Die Ölproduktion wurde auf Eis gelegt, um zu verhindern, dass die Einnahmen aus dem Ölgeschäft in die falschen Hände gelangen. Damit wollte der Osten die Kontrolle über die Gelder erzwingen und den Einfluss des Westens schwächen. Jetzt, mit der Wiederaufnahme der Produktion, scheint sich der Konflikt zu beruhigen – zumindest vorerst.
Ein Land in Dauerkrise
Die Tragödie Libyens ist die des Überflusses: Trotz seiner enormen Ressourcen hat das Land seit dem Ende der Gaddafi-Diktatur keinen stabilen Staat aufbauen können. Der Bürgerkrieg, der 2011 ausbrach, hat das Land zerrissen.
Heute existieren zwei Regierungen, beide mit eigenem militärischen Rückhalt und internationaler Unterstützung. Im Osten sitzt Haftar, im Westen Dbaiba – und dazwischen stehen die Ölfelder und Pipelines, die für beide Lager unverzichtbar sind.
Die Lage verschärfte sich in den letzten Wochen durch den Streit um die Zentralbank. Diese Institution spielt eine Schlüsselrolle, da sie die Gehälter des öffentlichen Dienstes im ganzen Land auszahlt – also auch im Osten, der von Haftar kontrolliert wird. Der Kampf um den Gouverneur war somit auch ein Kampf um die Macht über die libysche Wirtschaft und die Verteilung der Ölgelder.

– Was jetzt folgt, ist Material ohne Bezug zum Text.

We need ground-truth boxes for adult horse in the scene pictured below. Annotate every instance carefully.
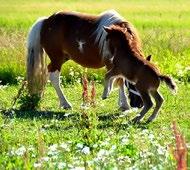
[27,10,140,110]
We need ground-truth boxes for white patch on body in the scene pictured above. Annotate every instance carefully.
[77,40,86,53]
[93,10,124,58]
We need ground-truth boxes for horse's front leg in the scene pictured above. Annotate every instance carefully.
[102,72,114,100]
[117,78,130,111]
[49,70,72,109]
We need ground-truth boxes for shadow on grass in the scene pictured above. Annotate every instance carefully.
[1,109,148,131]
[1,109,79,120]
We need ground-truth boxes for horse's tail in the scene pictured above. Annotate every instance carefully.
[159,75,177,92]
[27,17,47,97]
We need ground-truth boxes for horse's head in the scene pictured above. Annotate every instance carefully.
[125,55,151,108]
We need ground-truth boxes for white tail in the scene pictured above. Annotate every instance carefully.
[27,17,47,96]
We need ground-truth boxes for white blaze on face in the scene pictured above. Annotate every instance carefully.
[77,40,86,53]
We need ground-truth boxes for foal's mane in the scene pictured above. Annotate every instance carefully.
[110,22,160,75]
[110,22,144,57]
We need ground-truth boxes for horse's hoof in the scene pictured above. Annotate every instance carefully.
[119,106,130,112]
[60,105,72,110]
[102,96,108,100]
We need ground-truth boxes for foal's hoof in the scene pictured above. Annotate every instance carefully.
[60,104,72,110]
[102,96,108,100]
[119,106,130,112]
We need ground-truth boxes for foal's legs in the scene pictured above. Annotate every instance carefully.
[102,69,117,100]
[49,70,71,109]
[118,78,130,111]
[48,53,71,109]
[132,91,153,123]
[146,91,164,123]
[102,68,129,111]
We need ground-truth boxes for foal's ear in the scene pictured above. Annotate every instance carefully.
[146,55,152,61]
[103,26,112,33]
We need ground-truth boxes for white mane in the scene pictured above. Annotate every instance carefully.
[93,10,124,58]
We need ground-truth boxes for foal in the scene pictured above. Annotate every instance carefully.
[104,25,176,123]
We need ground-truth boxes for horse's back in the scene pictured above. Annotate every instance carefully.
[41,12,104,68]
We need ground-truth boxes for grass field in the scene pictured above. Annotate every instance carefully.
[0,0,190,169]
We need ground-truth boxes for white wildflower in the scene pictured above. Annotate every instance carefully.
[58,162,66,169]
[34,162,42,168]
[49,144,58,151]
[111,145,116,150]
[15,146,26,156]
[60,143,70,152]
[41,157,49,162]
[121,137,129,145]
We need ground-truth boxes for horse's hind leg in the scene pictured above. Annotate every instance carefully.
[48,55,71,109]
[146,91,164,123]
[132,91,153,124]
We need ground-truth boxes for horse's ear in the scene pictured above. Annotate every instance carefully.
[146,55,152,61]
[103,26,112,33]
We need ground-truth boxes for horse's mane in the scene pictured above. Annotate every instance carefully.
[107,22,144,57]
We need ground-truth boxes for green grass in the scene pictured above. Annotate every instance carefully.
[0,0,190,169]
[0,0,190,84]
[0,84,190,169]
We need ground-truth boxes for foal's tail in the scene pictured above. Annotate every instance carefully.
[27,17,47,97]
[159,75,177,93]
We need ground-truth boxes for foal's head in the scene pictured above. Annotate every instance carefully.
[104,25,144,108]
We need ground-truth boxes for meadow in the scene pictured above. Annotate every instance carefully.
[0,0,190,170]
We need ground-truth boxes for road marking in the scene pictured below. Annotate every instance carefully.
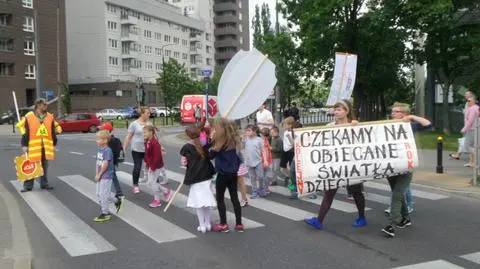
[364,181,448,200]
[167,171,315,221]
[10,180,116,254]
[392,260,464,269]
[117,170,265,229]
[460,252,480,264]
[59,175,196,243]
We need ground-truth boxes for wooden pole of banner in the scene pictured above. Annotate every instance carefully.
[163,55,268,212]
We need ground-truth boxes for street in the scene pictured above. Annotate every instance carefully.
[0,128,480,269]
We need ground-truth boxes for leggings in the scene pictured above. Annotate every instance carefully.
[132,150,145,186]
[215,173,242,225]
[318,184,365,223]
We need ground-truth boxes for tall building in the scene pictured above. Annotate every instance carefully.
[213,0,250,69]
[66,0,213,110]
[0,0,67,112]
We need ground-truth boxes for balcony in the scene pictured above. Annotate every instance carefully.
[213,27,240,36]
[213,3,239,12]
[120,15,138,25]
[213,15,239,23]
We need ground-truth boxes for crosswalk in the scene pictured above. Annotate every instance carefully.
[11,166,480,269]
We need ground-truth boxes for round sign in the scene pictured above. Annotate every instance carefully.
[22,160,36,175]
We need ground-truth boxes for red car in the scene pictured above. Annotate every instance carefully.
[57,113,101,133]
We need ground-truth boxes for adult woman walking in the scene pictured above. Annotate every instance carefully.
[123,107,151,193]
[305,100,367,229]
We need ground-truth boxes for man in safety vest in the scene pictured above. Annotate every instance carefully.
[17,99,62,192]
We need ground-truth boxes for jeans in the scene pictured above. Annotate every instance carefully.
[132,150,145,186]
[387,172,412,225]
[23,152,48,190]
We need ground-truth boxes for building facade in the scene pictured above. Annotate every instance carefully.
[66,0,213,110]
[0,0,67,112]
[213,0,250,69]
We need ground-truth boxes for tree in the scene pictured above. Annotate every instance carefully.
[157,58,203,109]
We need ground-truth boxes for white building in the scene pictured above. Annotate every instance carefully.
[66,0,214,86]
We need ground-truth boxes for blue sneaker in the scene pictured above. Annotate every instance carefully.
[305,217,323,230]
[352,217,367,228]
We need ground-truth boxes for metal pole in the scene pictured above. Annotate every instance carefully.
[33,9,43,98]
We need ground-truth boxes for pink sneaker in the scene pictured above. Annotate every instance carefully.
[148,199,162,208]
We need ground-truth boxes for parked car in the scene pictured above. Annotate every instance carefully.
[57,113,100,133]
[97,108,129,120]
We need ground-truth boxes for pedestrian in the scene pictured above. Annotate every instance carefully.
[17,98,62,192]
[270,126,283,186]
[208,119,244,232]
[260,128,273,195]
[180,125,217,233]
[123,107,152,194]
[99,122,125,199]
[93,130,122,222]
[305,99,367,229]
[244,125,265,199]
[382,102,432,237]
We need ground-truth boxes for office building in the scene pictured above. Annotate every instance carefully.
[213,0,250,69]
[0,0,67,112]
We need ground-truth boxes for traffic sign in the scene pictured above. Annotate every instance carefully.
[200,70,212,77]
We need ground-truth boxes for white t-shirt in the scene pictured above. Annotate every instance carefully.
[257,109,273,130]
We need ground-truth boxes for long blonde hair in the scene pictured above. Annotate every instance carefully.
[213,118,239,151]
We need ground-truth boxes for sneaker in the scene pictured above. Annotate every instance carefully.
[352,217,367,228]
[93,213,112,222]
[212,224,230,233]
[235,224,245,233]
[240,200,248,207]
[115,196,125,213]
[304,217,323,230]
[148,199,162,208]
[396,218,412,229]
[382,225,395,237]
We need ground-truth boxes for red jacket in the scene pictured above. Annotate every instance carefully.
[145,137,163,171]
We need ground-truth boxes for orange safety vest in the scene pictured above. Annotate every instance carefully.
[25,113,55,161]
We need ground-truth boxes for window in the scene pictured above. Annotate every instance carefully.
[23,16,34,32]
[25,64,35,79]
[0,38,15,51]
[108,56,118,66]
[108,38,118,48]
[0,63,15,77]
[22,0,33,8]
[23,40,35,56]
[108,21,117,30]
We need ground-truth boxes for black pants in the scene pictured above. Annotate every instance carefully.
[215,173,242,224]
[132,150,145,186]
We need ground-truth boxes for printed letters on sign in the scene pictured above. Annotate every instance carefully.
[295,121,418,195]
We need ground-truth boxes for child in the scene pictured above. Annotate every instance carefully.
[270,126,283,186]
[180,125,216,233]
[207,119,244,233]
[99,122,125,199]
[260,128,273,195]
[143,125,172,208]
[93,130,122,222]
[245,125,265,199]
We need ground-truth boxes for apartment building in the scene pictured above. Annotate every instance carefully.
[0,0,67,112]
[66,0,208,110]
[213,0,250,69]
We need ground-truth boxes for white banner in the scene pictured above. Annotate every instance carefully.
[327,52,357,106]
[295,121,418,196]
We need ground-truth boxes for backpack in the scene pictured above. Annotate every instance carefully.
[108,135,125,165]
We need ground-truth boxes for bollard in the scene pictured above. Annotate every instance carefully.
[437,136,443,174]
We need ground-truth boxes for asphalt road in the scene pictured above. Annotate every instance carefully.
[0,129,480,269]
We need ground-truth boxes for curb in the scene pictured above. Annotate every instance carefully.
[0,184,33,269]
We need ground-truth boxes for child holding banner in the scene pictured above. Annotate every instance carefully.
[305,100,367,229]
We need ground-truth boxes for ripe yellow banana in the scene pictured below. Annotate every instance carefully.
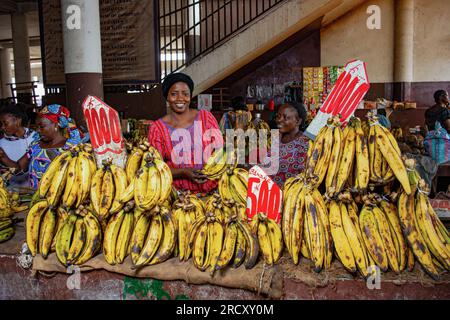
[91,167,106,217]
[135,214,163,267]
[75,153,94,208]
[74,211,102,265]
[125,148,144,183]
[375,125,411,194]
[359,206,389,272]
[55,213,78,266]
[131,212,151,264]
[67,217,86,265]
[61,157,80,208]
[99,167,116,222]
[39,151,72,198]
[103,210,126,265]
[39,209,58,259]
[398,191,439,279]
[149,207,177,265]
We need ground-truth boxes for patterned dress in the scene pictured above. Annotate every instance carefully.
[27,139,78,189]
[148,110,223,194]
[272,134,309,188]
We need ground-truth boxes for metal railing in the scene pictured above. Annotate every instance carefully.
[158,0,287,79]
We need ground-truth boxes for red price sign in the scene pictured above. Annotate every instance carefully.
[305,60,370,140]
[83,96,127,168]
[247,166,282,223]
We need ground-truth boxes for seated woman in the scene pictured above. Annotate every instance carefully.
[148,73,223,193]
[425,90,450,133]
[0,103,39,187]
[0,104,81,189]
[271,102,309,188]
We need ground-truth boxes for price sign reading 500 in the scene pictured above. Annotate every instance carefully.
[247,167,281,223]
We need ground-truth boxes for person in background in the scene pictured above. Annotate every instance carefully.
[0,103,39,187]
[148,73,223,194]
[425,90,450,133]
[377,109,391,130]
[0,104,81,189]
[272,102,309,188]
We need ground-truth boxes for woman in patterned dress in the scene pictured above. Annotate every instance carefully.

Die wirtschaftlichen Folgen des Stillstands
Die Folgen des Produktionsstopps waren schwerwiegend: Millionenverluste für die ohnehin angeschlagene Wirtschaft und ein wachsender Unmut in der Bevölkerung, die auf diese Einnahmen angewiesen ist. Libyen, dessen Ölvorkommen zu den größten in Afrika gehören, hat während des Stillstands täglich Millionen verloren. Die Ölproduktion ist das Rückgrat der Wirtschaft, und ohne die Einnahmen kann das Land kaum seine öffentlichen Dienstleistungen aufrechterhalten.
Ein fragiles Ende?
Obwohl die Maschinen wieder laufen, bleibt die Situation angespannt. Der Konflikt um die Verteilung der Ölgelder ist nur ein Teil des größeren politischen Kampfes um die Zukunft des Landes.